Conscientes de lo antes expuesto, organismos internacionales suman esfuerzos, junto a organizaciones especializadas y comprometidas en impulsar la economía circular, para fortalecer las competencias e impulsar la implantación de buenas prácticas dentro del sector, así como para que se adecúen los instrumentos de financiación a sus características.

La conexión estrecha que las MiPyMEs tienen con sus comunidades locales es un activo valioso para capitalizar las oportunidades que ofrece la economía circular. Al adoptar prácticas circulares, pueden fortalecer sus relaciones con los consumidores, que valoran la sostenibilidad y la responsabilidad ambiental, mejorando la fidelidad de sus clientes y su presencia en el mercado local.

Asimismo, la economía circular permite a las MiPyMEs diversificar sus fuentes de ingresos y desarrollar modelos de negocios más resilientes. Incorporar prácticas como la reutilización, el reciclaje y la reparación puede transformar productos en servicios, residuos en subproductos para sus procesos o el de otras empresas, extendiendo la vida útil de los recursos y bienes. A su vez se generan flujos de ingresos recurrentes. Esta innovación en los modelos de negocio no solo beneficia a las empresas, sino que también impulsa la economía circular en su conjunto.

Una vía prometedora para las MiPyMEs en su camino hacia la economía circular es la colaboración. Cuando estas empresas trabajan juntas, pueden superar desafíos y aprovechar oportunidades de manera más efectiva.

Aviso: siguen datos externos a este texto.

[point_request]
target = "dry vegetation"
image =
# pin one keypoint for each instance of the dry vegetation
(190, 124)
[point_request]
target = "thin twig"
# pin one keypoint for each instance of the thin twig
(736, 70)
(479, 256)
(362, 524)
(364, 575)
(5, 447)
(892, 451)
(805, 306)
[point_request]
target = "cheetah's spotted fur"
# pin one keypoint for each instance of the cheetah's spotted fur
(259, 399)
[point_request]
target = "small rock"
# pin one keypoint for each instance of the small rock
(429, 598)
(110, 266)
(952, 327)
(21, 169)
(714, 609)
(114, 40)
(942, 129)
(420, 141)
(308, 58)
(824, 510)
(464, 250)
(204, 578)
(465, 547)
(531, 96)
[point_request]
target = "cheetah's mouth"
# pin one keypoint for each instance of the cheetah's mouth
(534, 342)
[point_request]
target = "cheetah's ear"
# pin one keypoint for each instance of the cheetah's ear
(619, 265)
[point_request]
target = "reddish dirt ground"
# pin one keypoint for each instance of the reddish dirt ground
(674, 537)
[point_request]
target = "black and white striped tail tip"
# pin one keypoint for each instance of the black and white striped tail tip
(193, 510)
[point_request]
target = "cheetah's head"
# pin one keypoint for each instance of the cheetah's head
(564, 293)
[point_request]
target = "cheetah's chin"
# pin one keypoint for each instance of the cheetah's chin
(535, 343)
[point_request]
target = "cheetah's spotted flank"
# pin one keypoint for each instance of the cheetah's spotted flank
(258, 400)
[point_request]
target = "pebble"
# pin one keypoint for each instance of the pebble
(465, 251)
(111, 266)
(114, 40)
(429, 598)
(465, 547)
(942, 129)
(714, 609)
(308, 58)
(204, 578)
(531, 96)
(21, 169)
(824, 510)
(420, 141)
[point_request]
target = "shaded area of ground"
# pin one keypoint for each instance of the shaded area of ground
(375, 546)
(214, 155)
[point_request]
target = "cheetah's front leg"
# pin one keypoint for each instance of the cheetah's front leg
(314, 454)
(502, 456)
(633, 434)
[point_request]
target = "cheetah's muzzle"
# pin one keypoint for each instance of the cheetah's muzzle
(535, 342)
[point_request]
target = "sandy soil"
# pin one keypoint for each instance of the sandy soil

Un ejemplo concreto es la colaboración entre empresas locales en la cadena de suministro de alimentos. Compartir recursos, como por ejemplo, a través de la logística inversa no solo reduce los costos operativos, sino que también disminuye la huella ambiental al optimizar los procesos y evitar duplicaciones innecesarias.

En conclusión, las microempresas, pequeñas y medianas empresas están en una posición única para desempeñar un papel clave en la adopción y promoción de la economía circular. A pesar de los desafíos iniciales, su conexión con las comunidades locales, su capacidad de innovación y la colaboración pueden ser catalizadores para un cambio positivo hacia la sostenibilidad. La economía circular no solo ofrece un enfoque más sostenible, sino que también presenta oportunidades para el crecimiento económico y la resiliencia empresarial. Con el compromiso continuo de las MiPyMEs y el apoyo adecuado, esta transición hacia un sistema económico más regenerativo y consciente del medio ambiente puede contribuir significativamente al logro de los Objetivos de Desarrollo Sostenible de la Agenda 2030 y alcanzar los desafíos Climáticos del Acuerdo de París.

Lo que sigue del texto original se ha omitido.